Sekretaris Disdik Kota Palangka Raya, Aprae Vico Ranan, menegaskan bahwa program ini dirancang untuk memastikan anak usia dini mendapatkan akses pendidikan yang menjadi fondasi tumbuh kembang dan pembentukan karakter. "PAUD wajib bukan pilihan," ujarnya di Palangka Raya, Senin.
Sinergi Lintas Sektor untuk Perkuat PAUD
Sosialisasi ini tidak berjalan sendiri. Disdik menggandeng Dinas Pemberdayaan Perempuan, Perlindungan Anak, Pengendalian Penduduk dan Keluarga Berencana (DP3APPKB), Dinas Kesehatan, Bunda PAUD, Pokja Bunda PAUD, serta Tim PKK.
Menurut Vico, keterlibatan banyak pihak menjadi kunci agar program ini dipahami dan dijalankan bersama-sama, terutama oleh orang tua yang memiliki anak usia dini. "Sosialisasi ini bukan hanya menjadi tanggung jawab Disdik, tetapi membutuhkan dukungan seluruh pihak, termasuk kader posyandu, orang tua, Bunda PAUD, PKK dan perangkat daerah terkait," bebernya.

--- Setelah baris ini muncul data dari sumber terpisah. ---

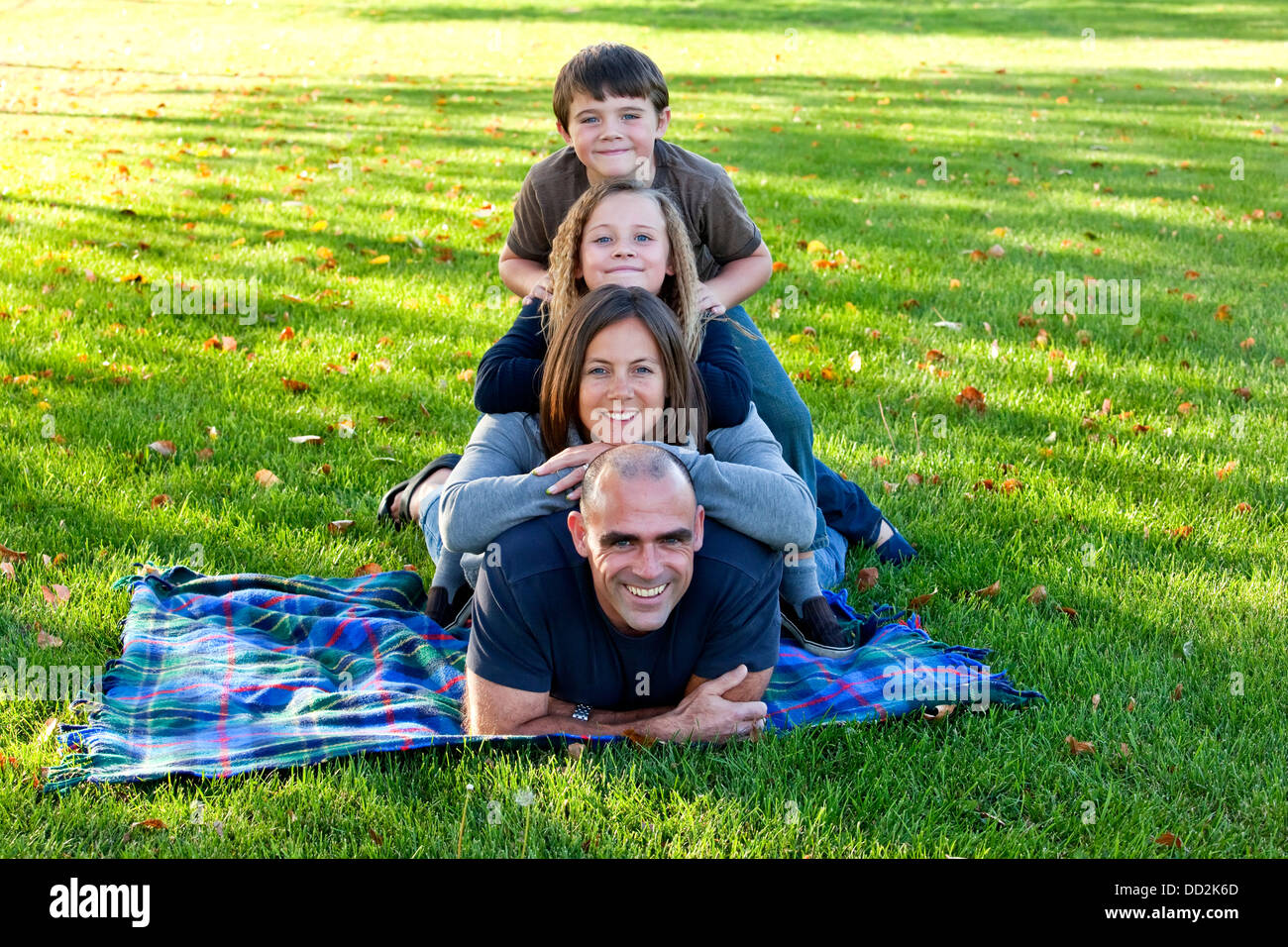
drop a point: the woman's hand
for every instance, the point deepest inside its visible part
(578, 458)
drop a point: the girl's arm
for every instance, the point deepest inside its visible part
(724, 376)
(492, 487)
(509, 376)
(746, 484)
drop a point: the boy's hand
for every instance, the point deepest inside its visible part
(707, 300)
(540, 289)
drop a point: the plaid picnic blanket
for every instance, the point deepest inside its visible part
(228, 674)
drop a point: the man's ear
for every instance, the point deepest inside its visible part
(578, 527)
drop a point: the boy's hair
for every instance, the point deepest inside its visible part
(679, 291)
(561, 381)
(609, 68)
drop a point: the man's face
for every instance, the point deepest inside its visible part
(614, 137)
(639, 540)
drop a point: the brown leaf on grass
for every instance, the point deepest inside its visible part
(922, 599)
(55, 594)
(642, 740)
(1078, 745)
(988, 590)
(971, 397)
(941, 710)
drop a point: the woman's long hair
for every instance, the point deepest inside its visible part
(679, 290)
(686, 406)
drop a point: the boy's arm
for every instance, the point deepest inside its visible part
(739, 278)
(509, 376)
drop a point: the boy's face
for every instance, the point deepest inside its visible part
(614, 136)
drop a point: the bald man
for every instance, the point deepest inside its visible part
(630, 613)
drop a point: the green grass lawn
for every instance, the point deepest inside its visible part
(147, 140)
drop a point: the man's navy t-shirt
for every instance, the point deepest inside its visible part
(539, 625)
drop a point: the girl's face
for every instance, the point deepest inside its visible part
(622, 386)
(625, 244)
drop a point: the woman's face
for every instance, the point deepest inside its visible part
(625, 244)
(622, 388)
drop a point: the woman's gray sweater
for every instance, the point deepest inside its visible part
(743, 483)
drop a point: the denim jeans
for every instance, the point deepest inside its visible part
(781, 407)
(846, 508)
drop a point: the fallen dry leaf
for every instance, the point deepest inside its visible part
(55, 594)
(971, 397)
(1078, 745)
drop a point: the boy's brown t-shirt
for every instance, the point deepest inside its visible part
(719, 227)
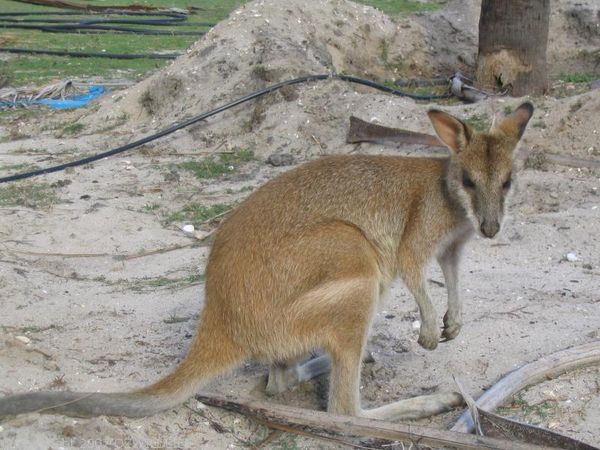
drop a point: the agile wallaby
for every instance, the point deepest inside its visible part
(301, 263)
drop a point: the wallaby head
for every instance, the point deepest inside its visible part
(480, 168)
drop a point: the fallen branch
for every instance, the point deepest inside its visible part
(362, 131)
(318, 423)
(493, 425)
(547, 367)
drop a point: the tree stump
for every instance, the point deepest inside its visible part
(513, 37)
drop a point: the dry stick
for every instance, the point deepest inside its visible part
(490, 424)
(321, 422)
(547, 367)
(103, 255)
(288, 429)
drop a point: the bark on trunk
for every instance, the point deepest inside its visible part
(513, 36)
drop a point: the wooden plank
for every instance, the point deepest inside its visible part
(319, 422)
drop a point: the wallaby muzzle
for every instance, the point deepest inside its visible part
(489, 228)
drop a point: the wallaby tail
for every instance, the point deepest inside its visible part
(209, 356)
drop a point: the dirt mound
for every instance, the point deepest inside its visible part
(266, 41)
(262, 43)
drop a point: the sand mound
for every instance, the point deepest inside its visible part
(267, 41)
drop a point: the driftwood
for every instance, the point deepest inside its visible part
(547, 367)
(493, 425)
(317, 423)
(362, 131)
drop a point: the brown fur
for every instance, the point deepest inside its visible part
(301, 264)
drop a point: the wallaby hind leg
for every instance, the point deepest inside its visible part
(416, 407)
(411, 271)
(347, 340)
(283, 376)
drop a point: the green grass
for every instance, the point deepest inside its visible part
(29, 195)
(39, 69)
(73, 128)
(213, 167)
(535, 414)
(403, 7)
(579, 77)
(195, 213)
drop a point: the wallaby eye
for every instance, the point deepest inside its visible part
(467, 182)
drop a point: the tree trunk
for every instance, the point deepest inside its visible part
(513, 36)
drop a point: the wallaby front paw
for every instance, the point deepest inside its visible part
(451, 328)
(428, 339)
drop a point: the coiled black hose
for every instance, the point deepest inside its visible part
(205, 115)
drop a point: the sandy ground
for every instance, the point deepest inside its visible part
(99, 292)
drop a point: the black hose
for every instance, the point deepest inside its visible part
(92, 29)
(210, 113)
(90, 54)
(85, 25)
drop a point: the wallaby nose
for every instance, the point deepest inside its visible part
(489, 228)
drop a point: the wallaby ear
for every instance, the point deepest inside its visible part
(451, 131)
(515, 124)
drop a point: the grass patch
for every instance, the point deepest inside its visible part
(40, 69)
(29, 195)
(403, 7)
(196, 214)
(213, 167)
(535, 414)
(142, 284)
(73, 128)
(578, 77)
(479, 122)
(151, 283)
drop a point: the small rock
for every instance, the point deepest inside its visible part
(23, 339)
(572, 257)
(68, 431)
(280, 159)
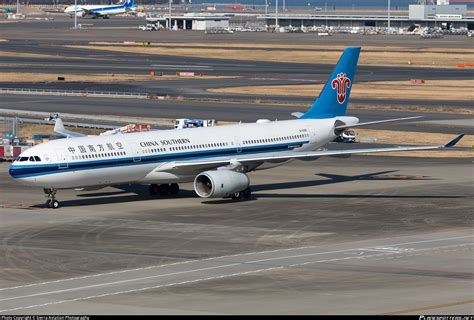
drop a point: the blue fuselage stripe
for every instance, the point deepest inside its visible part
(20, 171)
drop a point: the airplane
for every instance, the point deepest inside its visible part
(100, 11)
(216, 159)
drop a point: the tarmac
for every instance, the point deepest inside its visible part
(364, 235)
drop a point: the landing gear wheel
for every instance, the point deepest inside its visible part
(54, 204)
(237, 196)
(153, 189)
(164, 189)
(174, 188)
(247, 193)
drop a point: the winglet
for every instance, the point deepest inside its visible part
(453, 142)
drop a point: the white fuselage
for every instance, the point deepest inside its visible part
(147, 157)
(96, 9)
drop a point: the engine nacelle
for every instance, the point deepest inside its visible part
(220, 183)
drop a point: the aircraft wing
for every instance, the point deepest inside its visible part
(276, 157)
(59, 128)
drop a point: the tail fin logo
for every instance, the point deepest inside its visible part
(341, 83)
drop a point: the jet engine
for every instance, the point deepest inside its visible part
(220, 183)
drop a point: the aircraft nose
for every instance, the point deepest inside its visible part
(14, 171)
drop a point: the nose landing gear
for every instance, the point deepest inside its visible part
(51, 202)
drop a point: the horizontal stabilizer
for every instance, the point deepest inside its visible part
(453, 142)
(290, 155)
(361, 124)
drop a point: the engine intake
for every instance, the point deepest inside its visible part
(220, 183)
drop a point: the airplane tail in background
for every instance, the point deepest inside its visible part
(333, 99)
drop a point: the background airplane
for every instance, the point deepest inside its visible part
(217, 159)
(100, 11)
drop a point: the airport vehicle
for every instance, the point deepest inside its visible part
(100, 11)
(216, 159)
(193, 123)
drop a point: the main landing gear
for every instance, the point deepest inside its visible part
(164, 189)
(51, 202)
(246, 194)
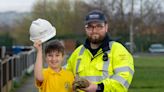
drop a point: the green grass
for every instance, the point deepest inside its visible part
(149, 74)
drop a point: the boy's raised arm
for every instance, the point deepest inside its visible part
(39, 61)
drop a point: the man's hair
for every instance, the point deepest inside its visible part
(54, 45)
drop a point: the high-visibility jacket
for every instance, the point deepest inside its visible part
(115, 72)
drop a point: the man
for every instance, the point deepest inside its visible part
(106, 64)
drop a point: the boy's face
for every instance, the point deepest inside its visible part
(54, 59)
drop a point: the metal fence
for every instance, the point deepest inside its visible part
(14, 67)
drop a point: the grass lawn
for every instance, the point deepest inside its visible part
(149, 74)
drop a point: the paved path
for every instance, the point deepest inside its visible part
(28, 85)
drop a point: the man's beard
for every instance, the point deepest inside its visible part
(96, 40)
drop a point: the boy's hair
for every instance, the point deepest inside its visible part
(54, 45)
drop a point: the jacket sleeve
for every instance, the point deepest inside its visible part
(123, 70)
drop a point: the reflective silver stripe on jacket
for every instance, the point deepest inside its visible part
(78, 61)
(124, 69)
(105, 66)
(120, 80)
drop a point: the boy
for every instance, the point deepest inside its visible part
(54, 78)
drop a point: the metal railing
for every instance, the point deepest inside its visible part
(15, 67)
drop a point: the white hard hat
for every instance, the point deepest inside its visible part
(41, 29)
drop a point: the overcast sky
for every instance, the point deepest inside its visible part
(16, 5)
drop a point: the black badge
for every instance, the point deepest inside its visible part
(105, 57)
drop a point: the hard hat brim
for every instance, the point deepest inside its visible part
(46, 37)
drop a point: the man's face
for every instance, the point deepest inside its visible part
(96, 31)
(54, 59)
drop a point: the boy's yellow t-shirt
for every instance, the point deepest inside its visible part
(56, 81)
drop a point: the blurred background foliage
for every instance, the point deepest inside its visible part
(68, 18)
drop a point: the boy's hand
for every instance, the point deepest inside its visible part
(38, 45)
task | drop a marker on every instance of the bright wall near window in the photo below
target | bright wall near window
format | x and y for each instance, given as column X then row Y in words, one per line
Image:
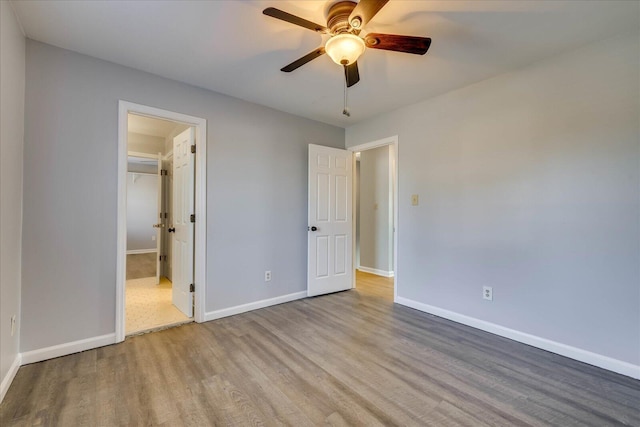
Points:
column 12, row 84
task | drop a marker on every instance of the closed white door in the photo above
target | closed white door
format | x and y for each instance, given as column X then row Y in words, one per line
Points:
column 183, row 228
column 330, row 221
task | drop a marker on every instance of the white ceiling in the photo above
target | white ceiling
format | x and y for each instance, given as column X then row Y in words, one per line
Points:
column 232, row 48
column 153, row 127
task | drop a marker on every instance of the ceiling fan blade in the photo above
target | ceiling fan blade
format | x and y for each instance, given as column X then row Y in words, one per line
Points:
column 406, row 44
column 296, row 20
column 300, row 62
column 364, row 11
column 351, row 74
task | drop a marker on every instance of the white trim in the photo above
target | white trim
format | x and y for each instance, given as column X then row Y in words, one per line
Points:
column 238, row 309
column 65, row 349
column 575, row 353
column 141, row 251
column 375, row 271
column 200, row 256
column 391, row 140
column 141, row 154
column 11, row 374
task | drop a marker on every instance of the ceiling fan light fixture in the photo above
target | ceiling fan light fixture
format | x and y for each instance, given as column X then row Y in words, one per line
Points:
column 344, row 49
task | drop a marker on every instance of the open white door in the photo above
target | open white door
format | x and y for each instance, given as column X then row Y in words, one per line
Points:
column 330, row 221
column 183, row 227
column 159, row 224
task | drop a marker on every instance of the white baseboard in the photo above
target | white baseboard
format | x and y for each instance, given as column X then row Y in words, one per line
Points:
column 39, row 355
column 585, row 356
column 217, row 314
column 375, row 271
column 141, row 251
column 8, row 379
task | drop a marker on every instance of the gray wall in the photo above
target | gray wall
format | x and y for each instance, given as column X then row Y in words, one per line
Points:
column 528, row 182
column 12, row 64
column 256, row 192
column 142, row 211
column 376, row 210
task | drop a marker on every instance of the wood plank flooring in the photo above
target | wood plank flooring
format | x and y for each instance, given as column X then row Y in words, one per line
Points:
column 350, row 358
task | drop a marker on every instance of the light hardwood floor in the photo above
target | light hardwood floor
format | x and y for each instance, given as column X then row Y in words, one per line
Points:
column 350, row 358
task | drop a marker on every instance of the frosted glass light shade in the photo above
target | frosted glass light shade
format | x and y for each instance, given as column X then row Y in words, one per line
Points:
column 344, row 49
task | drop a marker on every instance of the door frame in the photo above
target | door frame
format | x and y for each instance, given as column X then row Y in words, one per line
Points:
column 391, row 140
column 200, row 247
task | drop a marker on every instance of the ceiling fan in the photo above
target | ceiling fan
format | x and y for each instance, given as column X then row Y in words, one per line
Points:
column 345, row 21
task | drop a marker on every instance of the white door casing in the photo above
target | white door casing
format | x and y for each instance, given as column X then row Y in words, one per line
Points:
column 330, row 232
column 183, row 208
column 200, row 251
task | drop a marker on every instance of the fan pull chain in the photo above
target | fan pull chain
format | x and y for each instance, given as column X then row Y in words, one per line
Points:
column 345, row 111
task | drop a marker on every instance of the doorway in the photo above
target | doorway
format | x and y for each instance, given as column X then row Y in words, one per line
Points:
column 171, row 295
column 375, row 217
column 149, row 288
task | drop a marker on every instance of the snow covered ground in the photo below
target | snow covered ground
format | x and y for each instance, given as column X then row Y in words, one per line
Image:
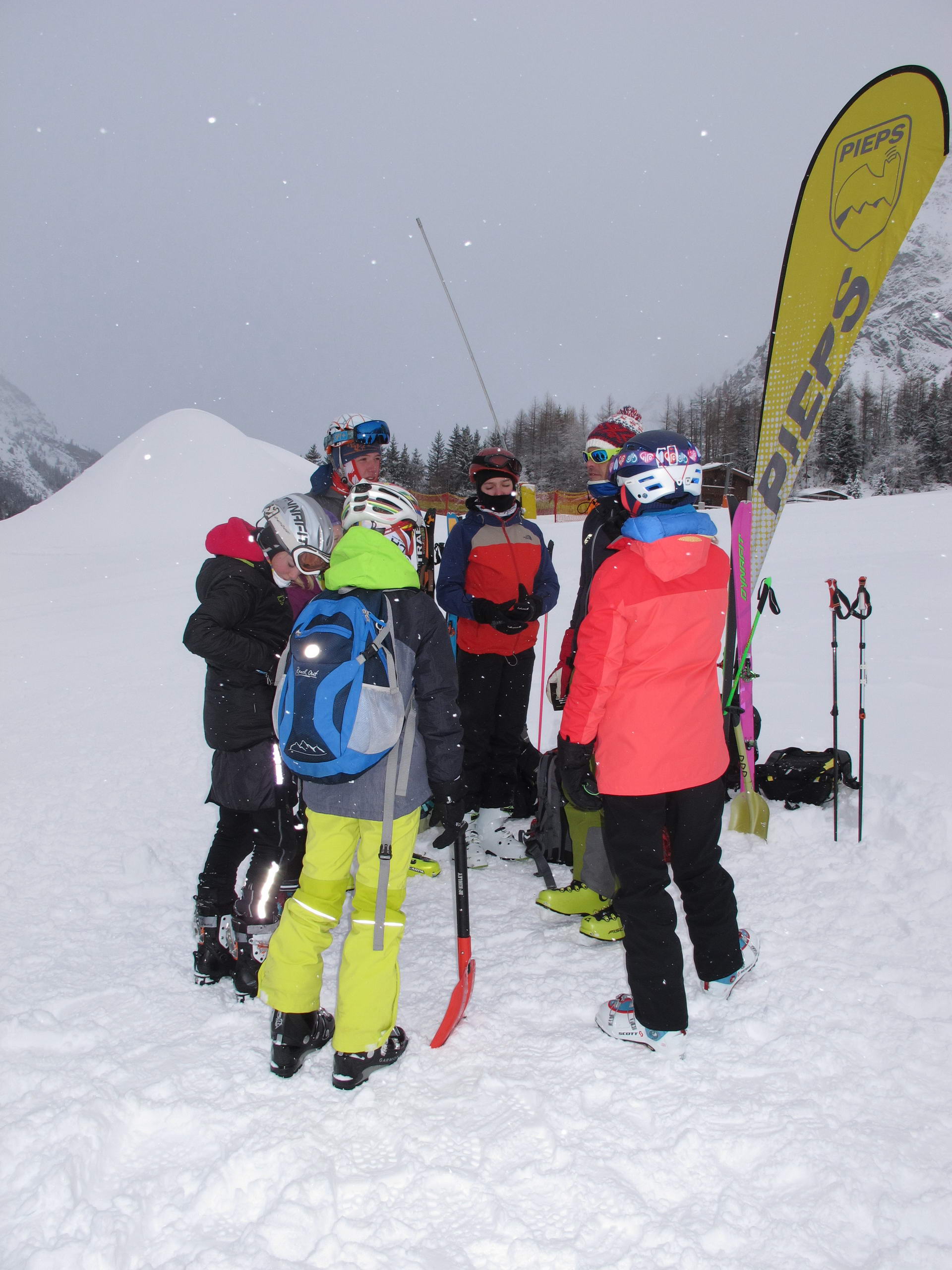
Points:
column 809, row 1126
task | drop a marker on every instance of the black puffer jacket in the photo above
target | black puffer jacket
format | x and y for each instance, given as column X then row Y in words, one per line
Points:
column 240, row 628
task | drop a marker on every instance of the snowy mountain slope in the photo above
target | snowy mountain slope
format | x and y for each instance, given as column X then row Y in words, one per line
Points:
column 809, row 1126
column 909, row 327
column 35, row 460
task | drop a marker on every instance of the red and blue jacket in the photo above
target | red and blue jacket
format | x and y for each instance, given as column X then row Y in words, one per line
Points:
column 486, row 557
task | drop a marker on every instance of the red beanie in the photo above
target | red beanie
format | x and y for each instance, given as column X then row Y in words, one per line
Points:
column 235, row 539
column 620, row 429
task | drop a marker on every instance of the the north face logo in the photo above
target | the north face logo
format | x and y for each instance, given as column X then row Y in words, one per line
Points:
column 307, row 750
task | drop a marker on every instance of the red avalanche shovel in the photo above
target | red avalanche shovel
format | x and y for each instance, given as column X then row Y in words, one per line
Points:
column 463, row 992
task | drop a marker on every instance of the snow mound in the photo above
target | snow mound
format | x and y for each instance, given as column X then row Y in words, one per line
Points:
column 155, row 496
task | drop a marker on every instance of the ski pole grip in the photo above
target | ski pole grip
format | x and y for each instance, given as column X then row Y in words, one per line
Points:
column 862, row 610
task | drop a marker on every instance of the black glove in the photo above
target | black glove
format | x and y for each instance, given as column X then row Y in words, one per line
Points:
column 575, row 776
column 448, row 797
column 508, row 625
column 527, row 607
column 485, row 611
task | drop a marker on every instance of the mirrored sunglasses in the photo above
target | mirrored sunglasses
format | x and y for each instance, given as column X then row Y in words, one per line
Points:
column 601, row 454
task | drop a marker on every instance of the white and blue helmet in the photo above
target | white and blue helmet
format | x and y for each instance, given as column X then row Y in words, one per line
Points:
column 658, row 468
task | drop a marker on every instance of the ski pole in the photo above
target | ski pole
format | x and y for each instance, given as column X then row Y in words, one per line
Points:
column 837, row 601
column 861, row 609
column 550, row 548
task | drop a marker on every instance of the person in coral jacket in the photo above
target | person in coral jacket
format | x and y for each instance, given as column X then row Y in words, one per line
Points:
column 498, row 578
column 645, row 704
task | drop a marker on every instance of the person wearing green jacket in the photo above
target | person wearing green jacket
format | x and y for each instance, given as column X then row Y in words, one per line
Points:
column 372, row 561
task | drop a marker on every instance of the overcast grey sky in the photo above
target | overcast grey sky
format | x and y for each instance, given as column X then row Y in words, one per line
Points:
column 607, row 187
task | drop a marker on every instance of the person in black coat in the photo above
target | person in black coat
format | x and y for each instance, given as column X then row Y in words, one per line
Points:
column 240, row 628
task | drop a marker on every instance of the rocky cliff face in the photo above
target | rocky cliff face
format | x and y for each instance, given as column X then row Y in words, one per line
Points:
column 909, row 327
column 35, row 460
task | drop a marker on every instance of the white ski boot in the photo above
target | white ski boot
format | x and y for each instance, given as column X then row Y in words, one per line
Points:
column 751, row 952
column 509, row 845
column 616, row 1019
column 481, row 835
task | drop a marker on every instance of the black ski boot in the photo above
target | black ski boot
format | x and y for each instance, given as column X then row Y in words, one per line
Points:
column 296, row 1035
column 353, row 1070
column 250, row 951
column 212, row 958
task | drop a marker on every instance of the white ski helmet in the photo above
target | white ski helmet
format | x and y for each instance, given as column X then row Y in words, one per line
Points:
column 390, row 509
column 658, row 466
column 298, row 525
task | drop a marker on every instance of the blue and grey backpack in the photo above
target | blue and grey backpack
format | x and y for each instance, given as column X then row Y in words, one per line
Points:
column 338, row 709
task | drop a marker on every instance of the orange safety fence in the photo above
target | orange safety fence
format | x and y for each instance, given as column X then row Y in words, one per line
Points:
column 560, row 504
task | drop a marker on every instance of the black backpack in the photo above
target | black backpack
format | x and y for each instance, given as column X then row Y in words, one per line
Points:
column 799, row 776
column 547, row 837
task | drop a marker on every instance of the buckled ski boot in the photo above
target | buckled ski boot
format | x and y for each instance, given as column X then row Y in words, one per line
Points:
column 212, row 959
column 616, row 1019
column 252, row 943
column 577, row 899
column 749, row 952
column 606, row 925
column 294, row 1037
column 424, row 865
column 353, row 1070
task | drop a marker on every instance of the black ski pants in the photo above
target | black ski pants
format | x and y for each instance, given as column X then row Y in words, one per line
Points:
column 494, row 699
column 270, row 837
column 633, row 835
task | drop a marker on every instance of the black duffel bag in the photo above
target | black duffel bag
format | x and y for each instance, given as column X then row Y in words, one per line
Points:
column 795, row 776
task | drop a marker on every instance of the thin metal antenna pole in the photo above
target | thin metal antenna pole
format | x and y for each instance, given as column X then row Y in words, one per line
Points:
column 469, row 350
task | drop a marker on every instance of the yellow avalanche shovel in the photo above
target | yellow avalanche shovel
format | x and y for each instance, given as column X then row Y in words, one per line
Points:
column 751, row 812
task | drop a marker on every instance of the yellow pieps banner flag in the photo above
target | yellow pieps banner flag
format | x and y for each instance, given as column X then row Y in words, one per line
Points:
column 858, row 200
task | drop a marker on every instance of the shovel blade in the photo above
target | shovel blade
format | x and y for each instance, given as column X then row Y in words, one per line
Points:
column 751, row 813
column 459, row 1001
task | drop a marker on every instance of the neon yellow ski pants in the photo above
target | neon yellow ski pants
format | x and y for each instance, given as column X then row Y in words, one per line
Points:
column 368, row 983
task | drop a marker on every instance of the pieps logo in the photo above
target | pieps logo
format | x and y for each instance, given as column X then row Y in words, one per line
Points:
column 867, row 181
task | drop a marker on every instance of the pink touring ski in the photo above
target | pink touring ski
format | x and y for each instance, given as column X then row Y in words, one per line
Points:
column 743, row 592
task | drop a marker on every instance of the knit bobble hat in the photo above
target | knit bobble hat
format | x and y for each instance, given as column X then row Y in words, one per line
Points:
column 237, row 539
column 620, row 429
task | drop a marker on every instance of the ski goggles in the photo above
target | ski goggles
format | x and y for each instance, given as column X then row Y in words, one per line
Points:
column 507, row 464
column 601, row 454
column 306, row 561
column 371, row 432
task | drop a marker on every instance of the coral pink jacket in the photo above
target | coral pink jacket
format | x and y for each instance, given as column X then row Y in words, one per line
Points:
column 645, row 684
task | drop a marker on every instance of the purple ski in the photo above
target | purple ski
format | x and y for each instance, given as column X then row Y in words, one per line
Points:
column 743, row 591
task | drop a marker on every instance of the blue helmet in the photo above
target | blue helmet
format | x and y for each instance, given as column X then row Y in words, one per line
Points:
column 660, row 468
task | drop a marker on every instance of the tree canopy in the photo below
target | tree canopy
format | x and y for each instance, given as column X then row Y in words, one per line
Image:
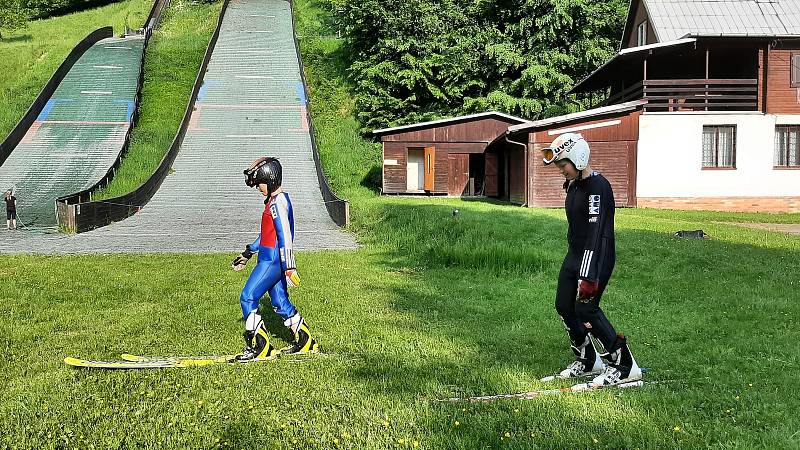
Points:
column 414, row 60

Membangun Kesadaran Orang Tua Melalui Posyandu
Pemilihan Posyandu Pondok Sultan sebagai lokasi sosialisasi bukan tanpa alasan. Posyandu menjadi titik temu paling dekat dengan orang tua dan anak, sehingga pesan tentang pentingnya PAUD diharapkan lebih mudah tersampaikan.
Para peserta mendapatkan materi mengenai bagaimana pendidikan prasekolah mempersiapkan anak dari aspek pengetahuan, sosial, emosional, hingga pembentukan karakter. Materi ini diharapkan mengubah pandangan bahwa PAUD hanyalah tempat penitipan anak.
"Harapannya tidak ada lagi anggapan bahwa PAUD hanya pilihan. Ini merupakan langkah awal untuk menyiapkan generasi yang cerdas, sehat, mandiri dan berkarakter," tegas Vico.
Target Jangkauan Sosialisasi yang Lebih Luas
Kegiatan di Posyandu Pondok Sultan baru merupakan bagian dari rangkaian sosialisasi yang lebih besar. Pemkot Palangka Raya menargetkan pesan wajib belajar satu tahun prasekolah dapat menjangkau lebih banyak masyarakat di berbagai kelurahan.
Langkah ini menjadi bukti nyata kolaborasi antara pemerintah, masyarakat, kader posyandu, dan keluarga dalam memperkuat fondasi pendidikan anak usia dini di ibu kota Provinsi Kalimantan Tengah tersebut. Ke depan, skema serupa akan terus digencarkan hingga kesadaran orang tua terhadap pentingnya PAUD meningkat merata.